Charities campaigning to tackle child poverty described the research as “startling evidence” of the impact poverty can have on children before they have even left the womb, and warned that cutbacks to welfare provision would only worsen the damage.
The researchers found significant differences in levels of “methylation” in the DNA of people from different ends of the socio-economic spectrum.
DNA methylation is a natural biochemical process which controls how genes work. The majority of this methylation content is fixed for life in humans from just a few weeks after conception as the structure of the body and organs is formed.
Enzymes in the body create chemical “tags” which are imprinted on to DNA to switch on or off genes at the right time and in the right place. Most of these tags stay in place for the rest of an individual’s life. The tags are “read” by cells, similar to the way software’s binary code is processed by computers, and ensure each cell switches on or off only the genes it is supposed to in order to ensure the body works correctly and remains healthy.
However, lower levels of methylation can impair this process, increasing the chances of developing diabetes and cardiovascular disease later in life.
Research leader Dr Paul Shiels, senior lecturer in epigenetics at the university, said: “We found that levels of DNA methylation were significantly lower in the samples from the most deprived areas than they were in those from the least deprived, and those samples also showed signs of an elevated risk of cardiovascular disease.
“Methylation levels decline throughout everyone’s life as part of the natural process of ageing and can be slightly affected in adulthood by external factors such as diet, stress and lifestyle. Those external factors have a much greater effect on babies developing in the womb, affecting the enzymes which allow DNA methylation to occur, so it’s very likely that the significantly lower levels of methylation we’re seeing in the most deprived areas of the city are set before birth.”
Professor Carol Tannahill, director of the Glasgow Centre for Population Health, which funded the research as part of an ongoing public health study known as pSoBid, said: “The association between deprivation and ill-health is well established, but the pathways through which deprivation leads to poorer health outcomes are less well understood. Previous findings from the study have confirmed that people with relatively low income, living in poor circumstances, have more miles on their biological clock than people of the same age in better circumstances.
“The new findings add evidence that people in poorer socio-economic circumstances may face an uphill health challenge from before birth.
“Health inequalities are a reflection of wider inequalities in society. We are now learning that these inequalities have direct epigenetic effects. If we are going to improve health in Scotland, we need to keep a focus on action to address poverty and regenerate poorer neighbourhoods, and to support all children to have a good start in life.”

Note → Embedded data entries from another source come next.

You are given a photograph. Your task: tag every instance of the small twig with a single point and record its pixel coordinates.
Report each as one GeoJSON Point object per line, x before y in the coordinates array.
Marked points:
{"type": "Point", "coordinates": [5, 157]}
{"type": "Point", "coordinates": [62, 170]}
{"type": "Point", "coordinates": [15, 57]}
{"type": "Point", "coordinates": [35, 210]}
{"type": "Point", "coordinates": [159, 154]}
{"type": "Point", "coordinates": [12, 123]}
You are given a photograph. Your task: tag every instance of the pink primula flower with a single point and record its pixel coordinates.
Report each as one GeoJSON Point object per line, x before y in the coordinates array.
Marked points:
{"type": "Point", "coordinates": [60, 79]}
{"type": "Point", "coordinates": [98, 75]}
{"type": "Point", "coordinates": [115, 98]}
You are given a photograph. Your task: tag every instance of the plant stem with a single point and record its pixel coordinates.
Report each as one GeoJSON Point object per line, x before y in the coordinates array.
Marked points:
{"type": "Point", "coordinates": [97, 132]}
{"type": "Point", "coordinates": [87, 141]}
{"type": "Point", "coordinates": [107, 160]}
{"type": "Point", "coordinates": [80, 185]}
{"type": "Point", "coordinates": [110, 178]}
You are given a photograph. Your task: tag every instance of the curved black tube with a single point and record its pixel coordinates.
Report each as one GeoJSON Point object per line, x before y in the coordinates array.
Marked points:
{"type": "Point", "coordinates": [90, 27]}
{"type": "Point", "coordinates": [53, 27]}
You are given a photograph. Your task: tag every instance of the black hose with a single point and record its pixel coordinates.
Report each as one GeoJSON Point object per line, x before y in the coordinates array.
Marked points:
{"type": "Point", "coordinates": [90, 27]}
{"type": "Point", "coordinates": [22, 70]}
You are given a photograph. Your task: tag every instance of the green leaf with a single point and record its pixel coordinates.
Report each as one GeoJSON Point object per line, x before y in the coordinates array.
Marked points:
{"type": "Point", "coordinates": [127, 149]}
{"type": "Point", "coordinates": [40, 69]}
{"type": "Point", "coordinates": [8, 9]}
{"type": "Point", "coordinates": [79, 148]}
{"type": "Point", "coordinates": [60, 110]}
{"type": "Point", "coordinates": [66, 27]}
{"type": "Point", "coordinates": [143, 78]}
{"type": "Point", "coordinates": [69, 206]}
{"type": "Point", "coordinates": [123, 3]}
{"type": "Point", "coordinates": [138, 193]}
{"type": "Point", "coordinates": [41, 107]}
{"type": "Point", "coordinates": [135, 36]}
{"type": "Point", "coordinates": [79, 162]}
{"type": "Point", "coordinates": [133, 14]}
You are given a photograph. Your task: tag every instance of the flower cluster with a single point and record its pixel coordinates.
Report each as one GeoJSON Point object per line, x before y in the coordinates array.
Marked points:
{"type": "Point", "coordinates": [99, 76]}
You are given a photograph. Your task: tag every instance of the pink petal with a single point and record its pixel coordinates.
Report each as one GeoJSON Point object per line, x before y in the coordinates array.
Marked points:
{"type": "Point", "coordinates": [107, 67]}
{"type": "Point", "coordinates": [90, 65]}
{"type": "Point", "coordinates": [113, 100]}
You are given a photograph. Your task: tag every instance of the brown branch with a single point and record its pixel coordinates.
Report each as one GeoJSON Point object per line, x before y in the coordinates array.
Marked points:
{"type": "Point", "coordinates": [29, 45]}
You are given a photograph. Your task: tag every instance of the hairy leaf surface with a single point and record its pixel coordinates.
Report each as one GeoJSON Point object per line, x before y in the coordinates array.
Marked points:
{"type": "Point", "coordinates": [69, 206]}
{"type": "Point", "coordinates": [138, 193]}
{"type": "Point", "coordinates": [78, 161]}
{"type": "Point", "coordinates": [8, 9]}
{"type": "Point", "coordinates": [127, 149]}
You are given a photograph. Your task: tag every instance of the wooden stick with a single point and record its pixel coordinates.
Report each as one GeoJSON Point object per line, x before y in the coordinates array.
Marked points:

NHS Greater Glasgow and Clyde’s director of public health, Dr Linda de Caestecker, said the research served to reaffirm its commitment to tackling poverty in the area, while a spokesman for Glasgow City Council said it was “very interested” in the study, and stressed that they recognised a range of “economic, cultural, and social factors” contributed to people’s health.
HOW IT WORKS
1 DNA methylation is a natural biochemical process where changes in the chemical make-up of the DNA switch off the genes that regulate cell growth or affect its behaviour.
2 Dr Paul Shiels, the leader of the research team, compared the process with the way a PC works. He said: “If you think of your chromosomes as the hard drive of a computer, and the methylation as a program, sometimes the program can be corrupted. If you have a poor program, then it’s not going to work as well.”
3 If not enough methylation is put on organs as they are forming, then, like a program, there can be a lot of bugs over a lifetime. Dr Shiels added: “There’s a drip effect, which predisposes you from birth to be less robust and therefore more prone to early-onset disease.”
4 Other factors that influence genetic make-up – such as diet, smoking and toxins – were examined, but the main factors were found to be psychological and sociological stress.